6. Rules. There are rules to being a girl. No farting. No burping. No football. No peeing standing up. No taking your shirt off. (Learned that the hard way) If guys do it, it’s socially acceptable, but you do it one time at the pool and you’re kicked out for the rest of the summer!
7. Sex. So guys can have sex whenever they want to and not be worried about if they’re gonna be pregnant or not. But girls, we have to carry the baby, go through nine months of period symptoms plus some excruciating back pains and weird food cravings. (weirder than period cravings.) And men can have kids until they’re like eighty five, but for women, we have until were like thirty five and then we’re just like “ah shit! I gotta get my stuff working my time is running out!”
And that, is just seven of the billions of reasons of why being a girl sucks. So shut your fucking face, and mature a little. Girls should be respected, and if you can’t do that, I’m going to take my best guess and say you’re single. I do understand that there are some guys out there that like your hairy legs and armpits. That doesn’t care if you weigh more than the models on the magazines.
The female population
SOMEONE GIVE THIS GIRL AN OSCAR SHE’S MY NEW HERO
Can I bring this back, cuz I can’t believe that it didn’t get more notes.
OMFG YOU NEED A FREAKIN OSCAR
PREACH IT GIRL
THANK YOU!!! God why doesn’t this have enough notes?!?

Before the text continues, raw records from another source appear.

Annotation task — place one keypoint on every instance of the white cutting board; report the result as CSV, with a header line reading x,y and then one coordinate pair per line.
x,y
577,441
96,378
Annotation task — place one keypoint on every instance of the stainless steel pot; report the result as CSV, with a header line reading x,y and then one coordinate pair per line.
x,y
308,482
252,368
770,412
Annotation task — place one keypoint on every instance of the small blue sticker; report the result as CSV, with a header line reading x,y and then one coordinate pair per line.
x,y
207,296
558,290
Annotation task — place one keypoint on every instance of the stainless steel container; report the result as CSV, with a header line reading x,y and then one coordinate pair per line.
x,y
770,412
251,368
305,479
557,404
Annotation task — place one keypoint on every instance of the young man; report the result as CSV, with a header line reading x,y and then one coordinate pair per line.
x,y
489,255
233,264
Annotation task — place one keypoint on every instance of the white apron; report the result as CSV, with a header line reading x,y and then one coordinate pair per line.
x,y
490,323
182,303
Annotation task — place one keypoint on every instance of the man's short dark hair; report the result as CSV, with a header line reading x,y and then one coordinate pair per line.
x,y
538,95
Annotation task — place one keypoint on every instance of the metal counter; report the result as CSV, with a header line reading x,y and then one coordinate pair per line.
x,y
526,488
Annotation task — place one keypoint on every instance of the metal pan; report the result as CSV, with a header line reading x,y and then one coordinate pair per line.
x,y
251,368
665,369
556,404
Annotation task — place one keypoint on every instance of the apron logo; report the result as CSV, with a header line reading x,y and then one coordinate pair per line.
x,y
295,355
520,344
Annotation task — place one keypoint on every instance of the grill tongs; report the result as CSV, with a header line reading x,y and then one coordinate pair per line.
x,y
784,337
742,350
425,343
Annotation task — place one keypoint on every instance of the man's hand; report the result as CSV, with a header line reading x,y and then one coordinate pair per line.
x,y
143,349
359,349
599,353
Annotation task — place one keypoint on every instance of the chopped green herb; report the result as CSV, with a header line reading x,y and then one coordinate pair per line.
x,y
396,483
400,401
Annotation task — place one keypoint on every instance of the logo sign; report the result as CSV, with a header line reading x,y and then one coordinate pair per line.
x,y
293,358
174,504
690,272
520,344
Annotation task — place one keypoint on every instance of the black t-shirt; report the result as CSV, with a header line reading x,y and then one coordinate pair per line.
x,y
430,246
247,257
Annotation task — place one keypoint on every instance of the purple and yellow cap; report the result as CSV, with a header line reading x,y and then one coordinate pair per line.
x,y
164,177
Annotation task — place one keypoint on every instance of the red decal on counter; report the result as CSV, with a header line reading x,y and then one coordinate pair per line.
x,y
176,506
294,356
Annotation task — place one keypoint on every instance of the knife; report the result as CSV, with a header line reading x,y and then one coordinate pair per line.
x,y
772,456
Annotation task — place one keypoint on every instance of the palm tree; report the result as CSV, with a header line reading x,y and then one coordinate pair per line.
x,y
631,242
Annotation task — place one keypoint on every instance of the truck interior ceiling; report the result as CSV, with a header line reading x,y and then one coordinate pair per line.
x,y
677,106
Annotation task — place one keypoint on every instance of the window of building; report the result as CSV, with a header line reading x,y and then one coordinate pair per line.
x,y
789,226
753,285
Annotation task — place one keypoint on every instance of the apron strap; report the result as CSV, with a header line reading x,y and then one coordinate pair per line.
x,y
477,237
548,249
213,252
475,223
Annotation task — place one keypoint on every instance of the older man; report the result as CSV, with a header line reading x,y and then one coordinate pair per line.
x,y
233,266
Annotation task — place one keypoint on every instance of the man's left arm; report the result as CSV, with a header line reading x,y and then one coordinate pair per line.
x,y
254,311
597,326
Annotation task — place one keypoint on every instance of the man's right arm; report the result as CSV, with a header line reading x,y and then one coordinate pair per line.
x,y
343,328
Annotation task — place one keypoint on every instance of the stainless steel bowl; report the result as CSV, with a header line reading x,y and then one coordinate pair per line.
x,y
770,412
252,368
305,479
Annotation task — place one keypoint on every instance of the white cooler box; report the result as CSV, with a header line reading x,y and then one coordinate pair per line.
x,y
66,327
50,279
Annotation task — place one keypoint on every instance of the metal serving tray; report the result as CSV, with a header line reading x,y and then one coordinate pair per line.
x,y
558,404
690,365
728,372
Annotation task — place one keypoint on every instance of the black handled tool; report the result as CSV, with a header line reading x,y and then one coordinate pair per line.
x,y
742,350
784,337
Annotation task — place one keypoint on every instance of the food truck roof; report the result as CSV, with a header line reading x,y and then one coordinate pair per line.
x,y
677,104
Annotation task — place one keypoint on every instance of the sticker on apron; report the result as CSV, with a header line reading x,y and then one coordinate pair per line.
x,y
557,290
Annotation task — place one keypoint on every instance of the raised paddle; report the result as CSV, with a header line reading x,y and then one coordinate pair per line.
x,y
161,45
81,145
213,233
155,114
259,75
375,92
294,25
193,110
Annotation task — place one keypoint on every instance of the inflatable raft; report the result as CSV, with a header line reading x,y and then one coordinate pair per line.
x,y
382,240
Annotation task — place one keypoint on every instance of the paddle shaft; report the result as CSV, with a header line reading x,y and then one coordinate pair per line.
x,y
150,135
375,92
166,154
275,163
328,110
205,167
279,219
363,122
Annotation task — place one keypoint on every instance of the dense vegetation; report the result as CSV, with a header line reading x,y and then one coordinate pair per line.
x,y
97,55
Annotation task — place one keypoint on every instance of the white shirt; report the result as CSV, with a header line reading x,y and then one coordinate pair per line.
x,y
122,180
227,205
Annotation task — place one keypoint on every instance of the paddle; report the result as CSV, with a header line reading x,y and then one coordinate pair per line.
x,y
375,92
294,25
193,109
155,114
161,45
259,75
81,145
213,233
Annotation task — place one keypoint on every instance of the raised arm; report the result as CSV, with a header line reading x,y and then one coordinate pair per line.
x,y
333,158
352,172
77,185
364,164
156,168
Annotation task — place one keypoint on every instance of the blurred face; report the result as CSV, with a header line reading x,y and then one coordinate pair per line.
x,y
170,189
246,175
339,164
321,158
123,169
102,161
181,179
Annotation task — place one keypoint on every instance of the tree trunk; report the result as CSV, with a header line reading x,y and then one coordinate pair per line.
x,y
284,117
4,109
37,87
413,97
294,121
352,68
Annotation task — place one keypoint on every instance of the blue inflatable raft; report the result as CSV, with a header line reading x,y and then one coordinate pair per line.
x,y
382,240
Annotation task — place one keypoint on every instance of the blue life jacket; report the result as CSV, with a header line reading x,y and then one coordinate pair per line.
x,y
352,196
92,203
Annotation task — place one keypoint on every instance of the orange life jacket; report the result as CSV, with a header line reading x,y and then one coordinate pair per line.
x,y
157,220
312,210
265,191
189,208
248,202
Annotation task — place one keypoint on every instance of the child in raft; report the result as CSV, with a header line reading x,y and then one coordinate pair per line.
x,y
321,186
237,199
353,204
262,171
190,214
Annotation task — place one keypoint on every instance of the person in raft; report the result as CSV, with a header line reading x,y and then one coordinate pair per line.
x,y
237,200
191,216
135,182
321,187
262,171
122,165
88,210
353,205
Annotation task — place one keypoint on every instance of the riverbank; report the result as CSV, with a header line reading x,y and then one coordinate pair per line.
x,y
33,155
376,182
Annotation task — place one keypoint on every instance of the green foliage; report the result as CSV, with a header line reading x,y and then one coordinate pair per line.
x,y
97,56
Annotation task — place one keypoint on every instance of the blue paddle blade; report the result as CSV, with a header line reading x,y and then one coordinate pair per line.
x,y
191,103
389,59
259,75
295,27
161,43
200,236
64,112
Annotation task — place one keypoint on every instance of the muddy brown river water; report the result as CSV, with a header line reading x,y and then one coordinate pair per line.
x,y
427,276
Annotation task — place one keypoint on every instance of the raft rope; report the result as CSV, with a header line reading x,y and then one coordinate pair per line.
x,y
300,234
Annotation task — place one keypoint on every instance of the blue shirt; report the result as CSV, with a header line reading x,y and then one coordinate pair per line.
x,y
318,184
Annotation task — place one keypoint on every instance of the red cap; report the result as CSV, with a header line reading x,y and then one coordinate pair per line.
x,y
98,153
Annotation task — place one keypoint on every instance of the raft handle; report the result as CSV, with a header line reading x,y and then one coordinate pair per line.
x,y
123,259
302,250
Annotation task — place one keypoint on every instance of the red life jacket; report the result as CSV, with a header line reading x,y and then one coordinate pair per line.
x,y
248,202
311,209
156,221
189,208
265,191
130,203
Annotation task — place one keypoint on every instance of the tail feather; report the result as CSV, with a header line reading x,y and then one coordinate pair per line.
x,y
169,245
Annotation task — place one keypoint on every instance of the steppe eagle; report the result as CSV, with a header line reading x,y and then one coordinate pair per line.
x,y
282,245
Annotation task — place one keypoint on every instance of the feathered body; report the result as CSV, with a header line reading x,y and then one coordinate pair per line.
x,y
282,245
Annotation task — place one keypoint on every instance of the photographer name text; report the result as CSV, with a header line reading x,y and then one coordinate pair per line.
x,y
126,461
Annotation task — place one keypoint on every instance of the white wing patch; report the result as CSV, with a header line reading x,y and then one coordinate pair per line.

hope you fucking realise guys have fucking issues too, society has impacts on guys too, there are rules for guys too, and that thing about sex is not even true.
so, um, yeah.
^To this person^ Okay, you have to realize that she was talking to this specific person, not the entire male population. The anon didn’t ask, “what’s so hard about being a guy?” He asked, “what’s so hard about being a girl?” And if you were going to disagree with her, put it in a nicer way. What you put is pretty harsh, and I’m trying to be as nice as possible here. Yes, I agree, being a man is probably really hard too, but that wasn’t what she was asked to answer. She was asked to answer what is hard about being a girl, and I praise this person because she had the guts to put it out there instead of just deleting the message.
Rebloging this for the fiftieth time. I can’t get enough.